Descrição:
This dataset contains approximately four million Telegram posts collected from 119 prominent Brazilian anti-vaccine channels between 2020 and 2025.
The dataset includes message content, metadata, associated media, and classification related to vaccine posts, enabling researchers to examine how false or misleading information spreads, evolves, and influences public sentiment.
The collection captures the period corresponding to a significant decline in national vaccination coverage and the concurrent "infodemic" circulating on digital platforms.
Total Messages: 3,998,633
Time Period: January 2020 – June 2025
Total Data Volume: 5.5 TB (including media)
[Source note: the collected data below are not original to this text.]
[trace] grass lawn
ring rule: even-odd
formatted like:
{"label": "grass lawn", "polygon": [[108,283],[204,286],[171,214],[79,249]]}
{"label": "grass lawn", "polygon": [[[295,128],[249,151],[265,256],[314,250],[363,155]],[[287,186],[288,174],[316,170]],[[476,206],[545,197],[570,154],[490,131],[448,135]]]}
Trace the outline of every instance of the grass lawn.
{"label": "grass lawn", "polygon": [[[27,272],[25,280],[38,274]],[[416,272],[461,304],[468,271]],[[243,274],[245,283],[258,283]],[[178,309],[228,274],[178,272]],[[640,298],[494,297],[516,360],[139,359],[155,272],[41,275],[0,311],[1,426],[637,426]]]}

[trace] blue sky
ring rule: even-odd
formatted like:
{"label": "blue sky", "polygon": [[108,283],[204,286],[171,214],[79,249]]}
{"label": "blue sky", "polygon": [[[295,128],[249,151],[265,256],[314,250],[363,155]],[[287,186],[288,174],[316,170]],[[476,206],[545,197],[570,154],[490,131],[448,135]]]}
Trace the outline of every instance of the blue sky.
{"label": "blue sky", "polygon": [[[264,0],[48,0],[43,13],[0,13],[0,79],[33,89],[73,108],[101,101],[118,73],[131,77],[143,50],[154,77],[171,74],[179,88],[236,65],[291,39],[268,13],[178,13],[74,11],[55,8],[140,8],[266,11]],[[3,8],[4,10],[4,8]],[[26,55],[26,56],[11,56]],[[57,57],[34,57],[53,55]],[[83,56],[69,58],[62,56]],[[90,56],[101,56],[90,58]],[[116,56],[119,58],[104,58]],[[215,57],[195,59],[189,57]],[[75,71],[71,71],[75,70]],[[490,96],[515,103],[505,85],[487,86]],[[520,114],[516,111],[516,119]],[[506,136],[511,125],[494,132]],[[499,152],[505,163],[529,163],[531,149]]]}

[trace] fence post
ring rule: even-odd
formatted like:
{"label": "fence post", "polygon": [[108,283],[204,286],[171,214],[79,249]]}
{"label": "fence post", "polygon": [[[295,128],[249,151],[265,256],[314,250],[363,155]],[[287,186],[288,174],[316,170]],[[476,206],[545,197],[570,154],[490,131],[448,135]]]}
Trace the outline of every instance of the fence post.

License: Creative Commons BY-NC-SA 4.0
General Statistics
Total Channels/Groups: 119
Unique Anonymized Users: 71,672
Messages with Text: 3,345,088 (83.6%)
Vaccine-Related Posts: 407,723 (10.2%)
Main Languages: Portuguese (58.3%), English (8.0%), Spanish (1.7%)
Data was collected using a custom Python tool built on the Telethon library. The target channels were identified using seed lists from prior literature and keyword searches including terms like "Vacina," "mRNA," "Nova Ordem Mundial," and "Efeitos adversos". Only public channels with at least 1,000 members were monitored.
Annotation & Processing
Language Detection: Performed using langdetect with a confidence threshold of 0.5.
Topic Classification: The field is_vaccine_related was generated using the Sabiá-3 Large Language Model. The model achieved a 90% F1-score against human annotators.
Criteria: Mentions of vaccines/immunization, efficacy/safety discussions, policy
discussions, conspiracy theories, or hesitancy.
Limitations
1. Engagement Metrics: The "reactions" feature was only implemented by Telegram in late 2021; data prior to Dec 30, 2021, lacks this metadata.
2. File Size: Media files larger than 50MB were excluded from collection.
3. Deleted Content: Content removed by channel admins or the Brazilian Supreme Court during the collection period may be missing or altered
The metadata is in a .json file, which can be opened in any simple text editor.